DHL is one of the first third-party logistics companies to order the trucks, which are currently only being offered to North American customers. The connectivity and fleet management software that Tesla is promising will be a good fit for DHL’s own technologies, such as Resilience360, the German integrator said.

DHL Supply Chain said it will test the trucks at its operations in major U.S. metro cities. The trucks will be used for shuttle deliveries and same-day customer deliveries, and will be tested for mileage efficiency on longer runs from major markets to other DHL operations across the country.

But there’s a more urgent component to DHL’s decision. According to the American Trucking Association, the country is facing a current shortage of licensed commercial truck drivers, and it’s only getting worse. That shortage could double from 48,000 in 2015 to almost 100,000 in 2020 as today’s aging truckers retire, and the industry struggles to attract new workers.

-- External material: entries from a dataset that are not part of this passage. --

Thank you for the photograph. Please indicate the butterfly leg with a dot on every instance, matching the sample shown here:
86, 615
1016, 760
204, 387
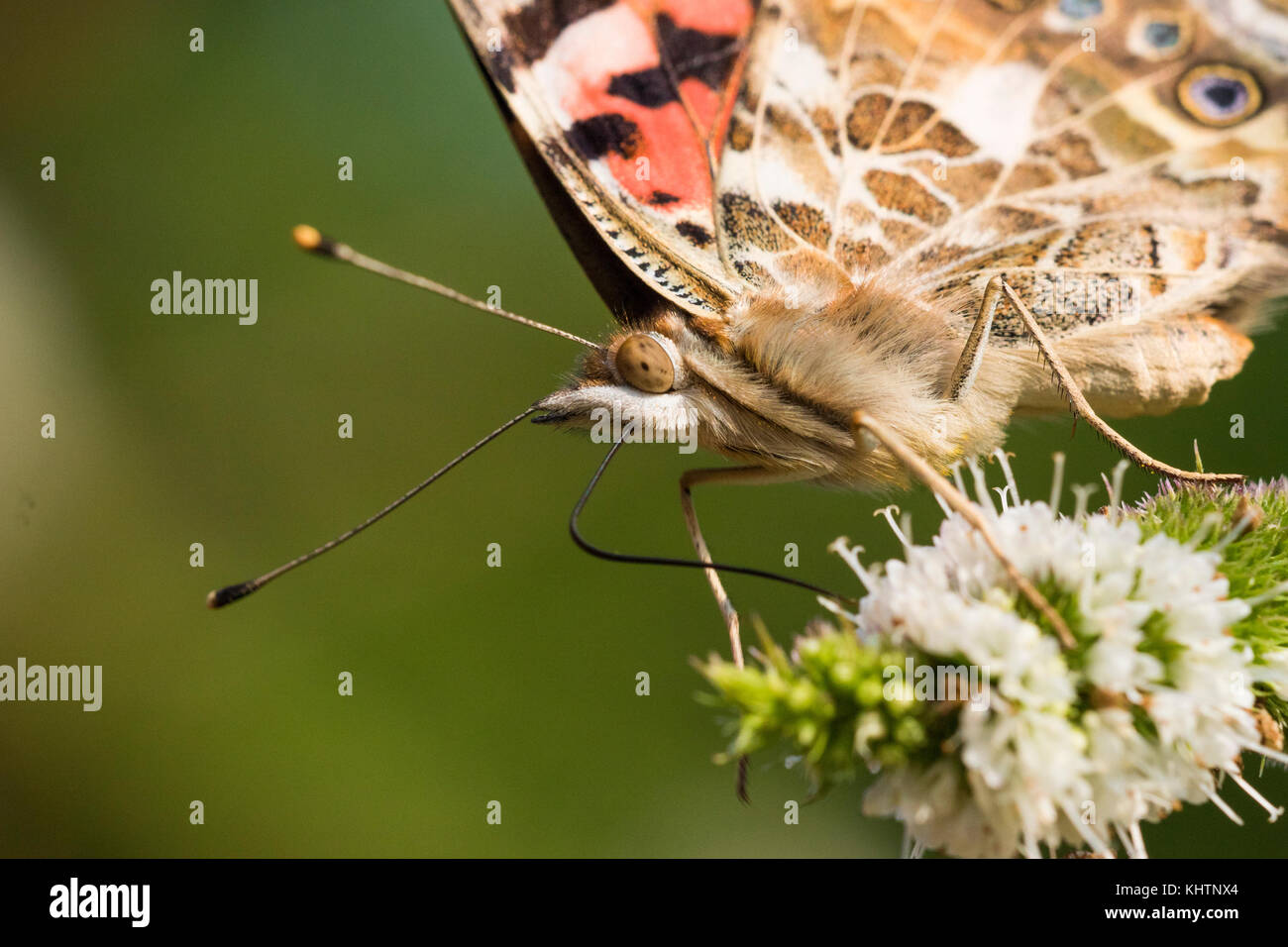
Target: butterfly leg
969, 512
735, 474
725, 474
1082, 407
973, 354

As demonstrated earlier this month, Tesla’s new electric semi is better-suited to ameliorate labor shortages on hub-to-hub routes, where DHL Supply Chain is active. The trucks’ self-navigation technology allows a line of semis to operate like a connected caravan, with the lead truck operated by a human driver, followed by automated trucks that learn from the human driver’s navigation choices.

That model works great for well-traversed routes, but for individual trucks moving between distribution centers, hubs and delivery locations, there’s still a need for humans at this point.